W 1986 roku kupił studio filmowe Pixar od Lucasfilm i wspierał firmę w jej dążeniu do wyprodukowania tego, czym ostatecznie się stała. „Toy Story” z 1995 r Był to pierwszy na świecie film w pełni animowany komputerowo, według Akademia Sztuki i Nauki Filmowej.

W ciągu tej samej dekady przekształcił Next w firmę, która – choć z mieszanymi skutkami – wpłynęła na przyszłość oprogramowania (i Internetu; World Wide Web). Zostało stworzone na jednym ze swoich komputerów). Następnie stworzył system operacyjny, który przyciągnął kilku znanych klientów i pomógł sprowadzić Jobsa z powrotem do Apple.

Apple w tamtym czasie potrzebowało pracy. Przechodziła przez ryzykowną fazę, ze spadkiem udziału w rynku i zysków. W grudniu 1996 Jobs i firma ogłosili jego powrót. W wyniku fuzji, która zaskoczyła branżę, Apple nabył firmę Next i jej oprogramowanie za około 400 milionów dolarów, a Jobs zostanie wykorzystany do pomocy w realizacji kluczowej misji: opracowania nowego systemu operacyjnego dla komputerów Mac.

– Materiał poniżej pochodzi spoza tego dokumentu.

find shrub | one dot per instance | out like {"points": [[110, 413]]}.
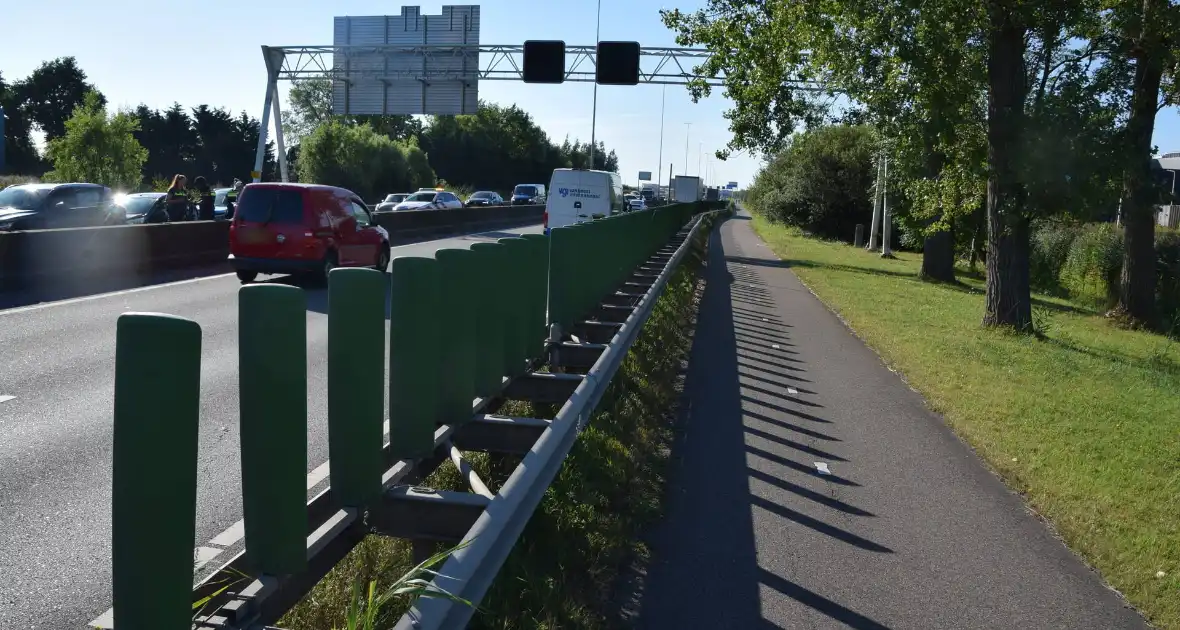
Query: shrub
{"points": [[1049, 253], [1092, 268], [1167, 277], [820, 183]]}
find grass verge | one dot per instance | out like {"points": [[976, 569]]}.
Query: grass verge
{"points": [[563, 569], [1083, 420]]}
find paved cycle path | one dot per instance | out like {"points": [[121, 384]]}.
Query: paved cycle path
{"points": [[812, 489]]}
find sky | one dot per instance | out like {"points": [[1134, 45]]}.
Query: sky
{"points": [[208, 52]]}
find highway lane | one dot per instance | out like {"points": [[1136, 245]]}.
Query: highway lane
{"points": [[58, 363]]}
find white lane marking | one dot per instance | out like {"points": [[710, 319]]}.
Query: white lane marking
{"points": [[319, 474], [113, 294], [201, 556], [229, 537], [104, 621]]}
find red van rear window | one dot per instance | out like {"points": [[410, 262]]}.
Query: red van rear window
{"points": [[271, 205]]}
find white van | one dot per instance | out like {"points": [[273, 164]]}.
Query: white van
{"points": [[578, 195]]}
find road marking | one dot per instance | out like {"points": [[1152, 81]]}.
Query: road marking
{"points": [[201, 556], [105, 619], [112, 294], [319, 474], [229, 537]]}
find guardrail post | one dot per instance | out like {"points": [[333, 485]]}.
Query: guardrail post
{"points": [[538, 294], [157, 391], [273, 394], [516, 300], [413, 355], [457, 270], [491, 317], [355, 382]]}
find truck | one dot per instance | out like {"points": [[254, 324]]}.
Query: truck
{"points": [[686, 189]]}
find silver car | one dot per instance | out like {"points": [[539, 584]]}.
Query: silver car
{"points": [[389, 202]]}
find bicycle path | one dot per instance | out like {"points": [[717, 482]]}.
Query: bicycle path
{"points": [[811, 489]]}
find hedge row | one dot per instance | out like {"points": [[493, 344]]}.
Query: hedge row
{"points": [[1083, 262]]}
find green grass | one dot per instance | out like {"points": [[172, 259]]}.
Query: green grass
{"points": [[1083, 420], [564, 568]]}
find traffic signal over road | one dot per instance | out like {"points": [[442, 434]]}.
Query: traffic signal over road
{"points": [[617, 63], [544, 61]]}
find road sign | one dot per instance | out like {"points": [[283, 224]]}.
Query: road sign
{"points": [[544, 61], [379, 63], [617, 63]]}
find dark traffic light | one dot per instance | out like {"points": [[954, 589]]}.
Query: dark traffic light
{"points": [[617, 63], [544, 61]]}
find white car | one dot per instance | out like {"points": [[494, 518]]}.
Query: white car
{"points": [[430, 199], [391, 201]]}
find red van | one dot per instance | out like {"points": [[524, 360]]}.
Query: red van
{"points": [[303, 229]]}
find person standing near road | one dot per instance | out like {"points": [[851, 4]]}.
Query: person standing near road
{"points": [[231, 198], [205, 207], [177, 198]]}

Jak donosi „The Post”, wracał „aby pomóc w naprawie borykającej się obecnie z trudnościami firmy” po zwolnieniach, zmianie kierownictwa i zdobyciu jednocyfrowego udziału w rynku komputerów domowych i biurowych. Minęło dziesięć lat, zanim pojawił się pierwszy iPhone, a sukces Apple był daleki od nieuniknionego.

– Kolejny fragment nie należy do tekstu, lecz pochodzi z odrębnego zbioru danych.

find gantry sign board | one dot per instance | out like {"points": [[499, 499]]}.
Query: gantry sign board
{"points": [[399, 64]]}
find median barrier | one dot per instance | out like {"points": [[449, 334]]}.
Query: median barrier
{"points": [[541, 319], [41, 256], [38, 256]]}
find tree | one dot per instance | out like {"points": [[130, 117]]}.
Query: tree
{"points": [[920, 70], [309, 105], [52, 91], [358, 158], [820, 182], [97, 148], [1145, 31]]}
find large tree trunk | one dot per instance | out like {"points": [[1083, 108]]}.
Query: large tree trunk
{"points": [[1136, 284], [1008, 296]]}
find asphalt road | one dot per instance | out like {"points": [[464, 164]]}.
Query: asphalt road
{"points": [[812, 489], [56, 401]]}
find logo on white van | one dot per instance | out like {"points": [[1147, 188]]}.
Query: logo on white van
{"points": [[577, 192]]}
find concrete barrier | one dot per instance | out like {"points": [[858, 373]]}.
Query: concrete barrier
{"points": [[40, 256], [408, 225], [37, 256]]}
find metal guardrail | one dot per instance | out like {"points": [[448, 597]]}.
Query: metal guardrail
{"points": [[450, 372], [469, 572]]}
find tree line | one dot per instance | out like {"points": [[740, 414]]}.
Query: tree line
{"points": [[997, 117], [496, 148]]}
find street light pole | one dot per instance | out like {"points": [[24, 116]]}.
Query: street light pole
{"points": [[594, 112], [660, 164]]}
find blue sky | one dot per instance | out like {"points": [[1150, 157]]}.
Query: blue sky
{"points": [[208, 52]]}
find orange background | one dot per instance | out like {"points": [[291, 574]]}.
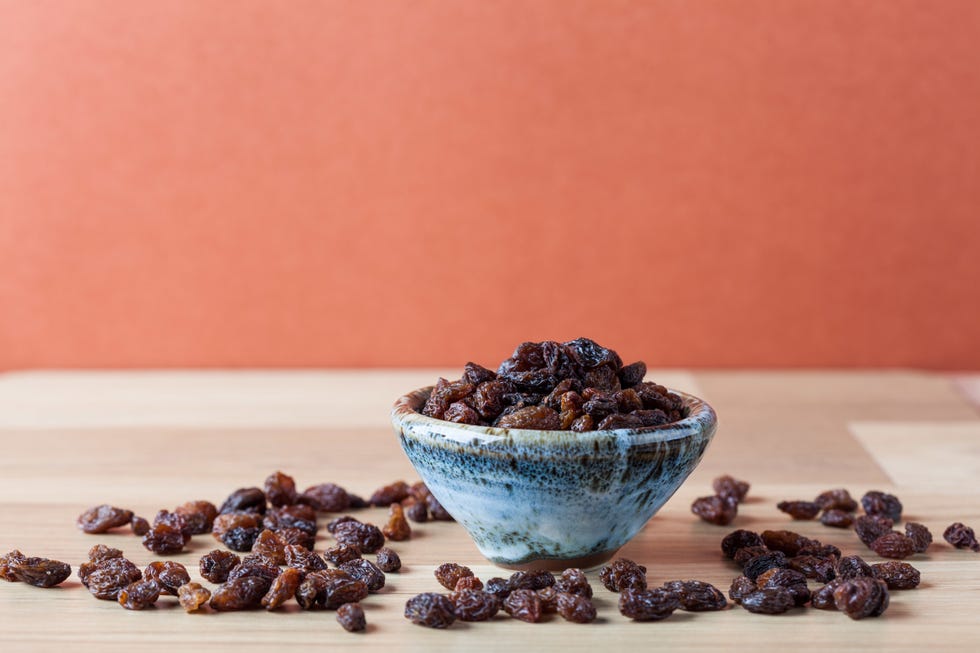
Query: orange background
{"points": [[768, 183]]}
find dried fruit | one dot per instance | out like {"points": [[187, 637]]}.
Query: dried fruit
{"points": [[192, 596], [39, 572], [240, 594], [897, 575], [474, 605], [893, 545], [861, 597], [283, 588], [799, 509], [351, 617], [961, 537], [715, 510], [524, 604], [774, 600], [169, 575], [280, 489], [727, 486], [139, 595], [696, 595], [647, 605], [431, 610], [883, 504], [449, 573], [216, 565], [366, 537], [100, 519], [397, 528]]}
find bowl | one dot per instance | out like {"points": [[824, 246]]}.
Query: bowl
{"points": [[552, 499]]}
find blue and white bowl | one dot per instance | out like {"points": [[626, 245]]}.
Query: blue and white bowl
{"points": [[552, 499]]}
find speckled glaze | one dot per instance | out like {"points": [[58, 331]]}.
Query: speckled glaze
{"points": [[551, 499]]}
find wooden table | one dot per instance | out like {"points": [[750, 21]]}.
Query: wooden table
{"points": [[153, 440]]}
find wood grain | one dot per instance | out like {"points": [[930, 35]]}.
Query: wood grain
{"points": [[790, 435]]}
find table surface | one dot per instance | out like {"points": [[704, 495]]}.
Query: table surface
{"points": [[149, 440]]}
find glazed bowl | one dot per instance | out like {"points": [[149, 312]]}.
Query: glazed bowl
{"points": [[551, 499]]}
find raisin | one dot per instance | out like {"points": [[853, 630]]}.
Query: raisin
{"points": [[244, 593], [431, 610], [192, 596], [139, 525], [647, 605], [728, 486], [741, 587], [799, 509], [342, 553], [574, 581], [39, 572], [850, 567], [216, 565], [839, 499], [325, 497], [697, 596], [870, 527], [792, 581], [365, 571], [623, 573], [366, 537], [388, 561], [861, 597], [198, 516], [107, 577], [760, 564], [283, 588], [351, 617], [739, 539], [397, 529], [139, 595], [817, 568], [524, 605], [893, 545], [920, 535], [474, 605], [961, 536], [271, 546], [540, 418], [774, 600], [240, 538], [304, 560], [715, 510], [100, 519], [246, 499], [449, 573], [169, 575], [836, 518]]}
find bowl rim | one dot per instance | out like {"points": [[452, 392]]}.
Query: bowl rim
{"points": [[701, 416]]}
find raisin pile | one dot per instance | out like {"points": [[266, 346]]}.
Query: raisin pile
{"points": [[577, 385], [721, 507]]}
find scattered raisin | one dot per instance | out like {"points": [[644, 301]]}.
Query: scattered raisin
{"points": [[139, 595], [216, 565], [100, 519], [861, 597], [431, 610], [961, 536], [192, 596], [351, 617], [715, 510], [647, 605]]}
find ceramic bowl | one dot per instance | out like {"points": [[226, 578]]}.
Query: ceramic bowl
{"points": [[551, 499]]}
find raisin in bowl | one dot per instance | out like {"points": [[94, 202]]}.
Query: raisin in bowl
{"points": [[552, 498]]}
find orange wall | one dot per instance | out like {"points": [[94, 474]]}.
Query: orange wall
{"points": [[765, 183]]}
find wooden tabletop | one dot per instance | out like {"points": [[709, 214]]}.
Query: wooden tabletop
{"points": [[153, 440]]}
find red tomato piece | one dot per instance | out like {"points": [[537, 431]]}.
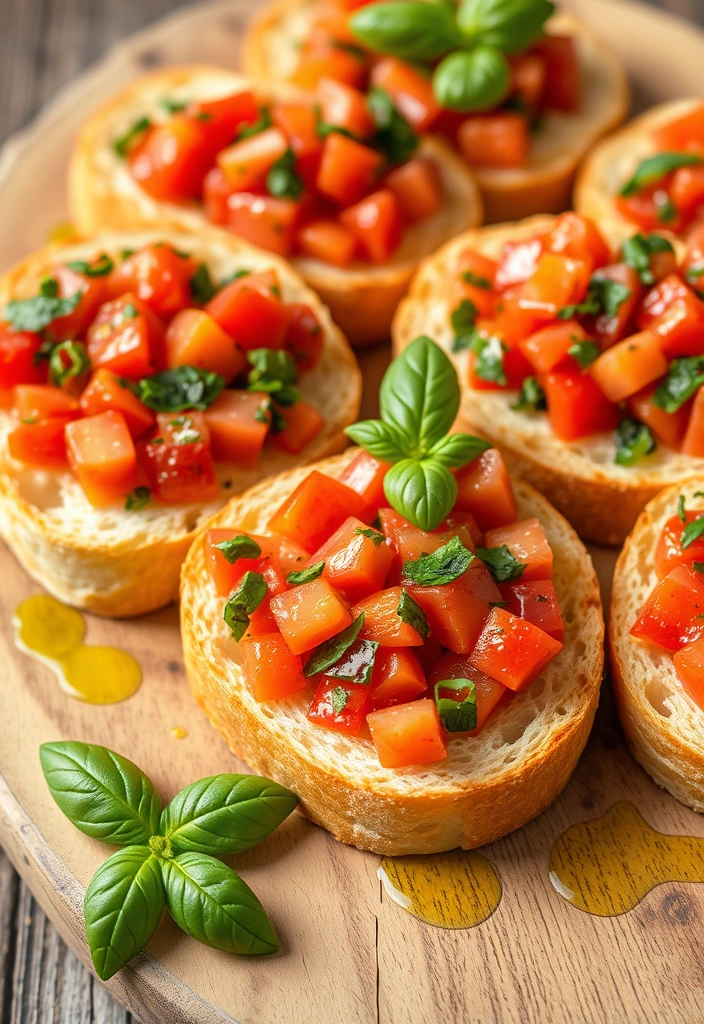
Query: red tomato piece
{"points": [[407, 734]]}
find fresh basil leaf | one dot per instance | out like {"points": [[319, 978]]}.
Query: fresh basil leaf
{"points": [[239, 547], [409, 611], [501, 563], [511, 26], [103, 794], [225, 813], [180, 389], [123, 905], [244, 602], [633, 441], [299, 577], [458, 450], [653, 169], [211, 903], [325, 654], [459, 715], [531, 398], [684, 378], [472, 80], [444, 565], [406, 29]]}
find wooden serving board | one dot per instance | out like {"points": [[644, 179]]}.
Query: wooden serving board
{"points": [[349, 952]]}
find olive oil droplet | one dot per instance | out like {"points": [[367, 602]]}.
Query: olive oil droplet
{"points": [[606, 866], [459, 889], [53, 634]]}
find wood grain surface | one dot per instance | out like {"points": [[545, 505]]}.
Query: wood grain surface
{"points": [[43, 45]]}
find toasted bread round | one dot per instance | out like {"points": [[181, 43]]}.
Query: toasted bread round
{"points": [[601, 500], [663, 725], [613, 162], [121, 563], [544, 184], [361, 298], [487, 786]]}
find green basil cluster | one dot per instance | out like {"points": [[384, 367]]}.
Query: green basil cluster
{"points": [[471, 42], [420, 401], [168, 856]]}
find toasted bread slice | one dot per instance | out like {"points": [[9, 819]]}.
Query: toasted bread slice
{"points": [[601, 500], [613, 162], [663, 725], [361, 298], [489, 784], [119, 563], [544, 184]]}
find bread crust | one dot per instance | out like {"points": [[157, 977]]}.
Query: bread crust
{"points": [[488, 785], [611, 163], [661, 722], [545, 183], [600, 499], [362, 298], [120, 563]]}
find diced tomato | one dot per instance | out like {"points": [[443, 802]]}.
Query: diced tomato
{"points": [[263, 220], [410, 90], [576, 406], [309, 614], [102, 457], [41, 444], [673, 614], [535, 601], [500, 139], [127, 338], [194, 339], [484, 489], [488, 693], [397, 678], [251, 311], [418, 187], [407, 734], [383, 623], [317, 507]]}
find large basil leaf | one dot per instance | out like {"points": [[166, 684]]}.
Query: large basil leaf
{"points": [[103, 794], [226, 813], [210, 902], [123, 906]]}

W styczniu 1997 r. Jobs rozpoczął swój powrót występem na scenie wraz z ówczesnym dyrektorem generalnym Apple Gilbertem F. Amelio na MacWorld Expo. Był doradcą Amelio i doradcą w niepełnym wymiarze godzin, ale w lipcu Amelio zrezygnował ze swojego stanowiska. Jobs przejął kontrolę.

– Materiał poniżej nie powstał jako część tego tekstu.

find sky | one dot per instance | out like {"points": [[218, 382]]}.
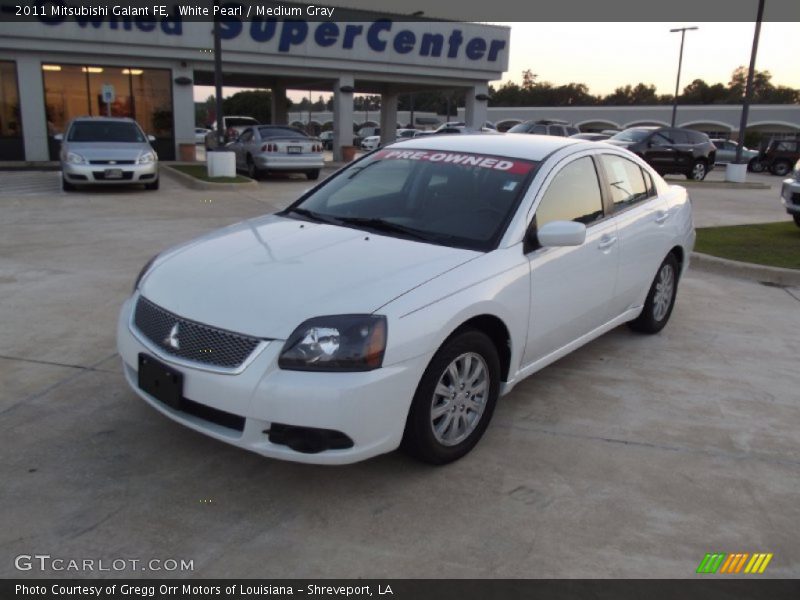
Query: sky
{"points": [[605, 56]]}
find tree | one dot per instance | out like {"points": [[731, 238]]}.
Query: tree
{"points": [[250, 103], [764, 92], [699, 92]]}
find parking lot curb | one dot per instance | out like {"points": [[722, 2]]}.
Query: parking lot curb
{"points": [[725, 185], [31, 165], [196, 184], [742, 270]]}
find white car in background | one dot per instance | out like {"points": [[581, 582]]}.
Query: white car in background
{"points": [[394, 303], [266, 148]]}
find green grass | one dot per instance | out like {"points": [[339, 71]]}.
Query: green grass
{"points": [[200, 172], [773, 244]]}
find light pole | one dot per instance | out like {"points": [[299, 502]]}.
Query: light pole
{"points": [[683, 31], [218, 82], [748, 90]]}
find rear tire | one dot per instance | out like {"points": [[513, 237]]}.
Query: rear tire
{"points": [[698, 172], [455, 399], [660, 299], [781, 168]]}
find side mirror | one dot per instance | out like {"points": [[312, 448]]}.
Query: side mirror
{"points": [[562, 233]]}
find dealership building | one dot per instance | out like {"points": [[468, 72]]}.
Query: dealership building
{"points": [[54, 68]]}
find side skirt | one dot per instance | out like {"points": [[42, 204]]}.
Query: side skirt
{"points": [[540, 364]]}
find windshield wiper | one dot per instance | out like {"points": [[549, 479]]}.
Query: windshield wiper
{"points": [[309, 214], [387, 226]]}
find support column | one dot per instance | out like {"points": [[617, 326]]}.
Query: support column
{"points": [[280, 111], [31, 101], [183, 110], [388, 117], [476, 110], [342, 114]]}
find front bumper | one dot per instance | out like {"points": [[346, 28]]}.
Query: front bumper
{"points": [[300, 162], [790, 196], [370, 407], [96, 174]]}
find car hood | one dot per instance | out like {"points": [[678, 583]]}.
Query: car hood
{"points": [[265, 276], [109, 150]]}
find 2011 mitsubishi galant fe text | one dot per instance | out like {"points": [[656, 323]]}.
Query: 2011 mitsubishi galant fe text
{"points": [[394, 303]]}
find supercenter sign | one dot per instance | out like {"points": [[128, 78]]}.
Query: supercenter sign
{"points": [[442, 44]]}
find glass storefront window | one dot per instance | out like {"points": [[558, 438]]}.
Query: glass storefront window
{"points": [[141, 94], [10, 125]]}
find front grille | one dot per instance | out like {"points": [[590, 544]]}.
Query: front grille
{"points": [[196, 342], [101, 176]]}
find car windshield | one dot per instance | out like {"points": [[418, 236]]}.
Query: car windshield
{"points": [[454, 199], [105, 131], [520, 128], [280, 132], [632, 135]]}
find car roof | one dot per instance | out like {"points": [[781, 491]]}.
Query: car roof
{"points": [[109, 119], [525, 146]]}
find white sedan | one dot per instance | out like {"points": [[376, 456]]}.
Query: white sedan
{"points": [[394, 303]]}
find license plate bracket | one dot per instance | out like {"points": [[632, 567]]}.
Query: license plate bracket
{"points": [[162, 382]]}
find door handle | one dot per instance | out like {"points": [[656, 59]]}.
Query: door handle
{"points": [[606, 242]]}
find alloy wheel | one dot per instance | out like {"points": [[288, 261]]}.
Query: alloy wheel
{"points": [[459, 399], [665, 287]]}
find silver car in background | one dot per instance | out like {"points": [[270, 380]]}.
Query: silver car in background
{"points": [[277, 148], [726, 152], [107, 150], [790, 194]]}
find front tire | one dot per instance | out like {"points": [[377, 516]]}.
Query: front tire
{"points": [[455, 399], [698, 172], [660, 299], [781, 168], [253, 172]]}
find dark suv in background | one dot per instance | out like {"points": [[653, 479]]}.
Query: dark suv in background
{"points": [[670, 149], [778, 157]]}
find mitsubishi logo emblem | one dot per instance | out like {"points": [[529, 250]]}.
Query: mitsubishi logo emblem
{"points": [[172, 339]]}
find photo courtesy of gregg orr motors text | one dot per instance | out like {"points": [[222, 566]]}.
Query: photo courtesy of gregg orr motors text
{"points": [[187, 589], [47, 562]]}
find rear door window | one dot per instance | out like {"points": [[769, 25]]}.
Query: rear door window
{"points": [[573, 195], [626, 180]]}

READ  Producenci lodówek do telefonów muszą chłodzić całym lodem

W 2005 Tytuł na Uniwersytet Stanforda Obejrzano 43 miliony razy w YouTube Jobs stwierdził, że jego odejście z Apple w 1985 r. było wyzwalające.

„Wtedy tego nie widziałem, ale okazało się, że wyrzucenie z Apple było najlepszą rzeczą, jaka mogła mi się w życiu przydarzyć” – powiedział. „Ciężkość sukcesu została zastąpiona lekkością ponownego bycia początkującym”.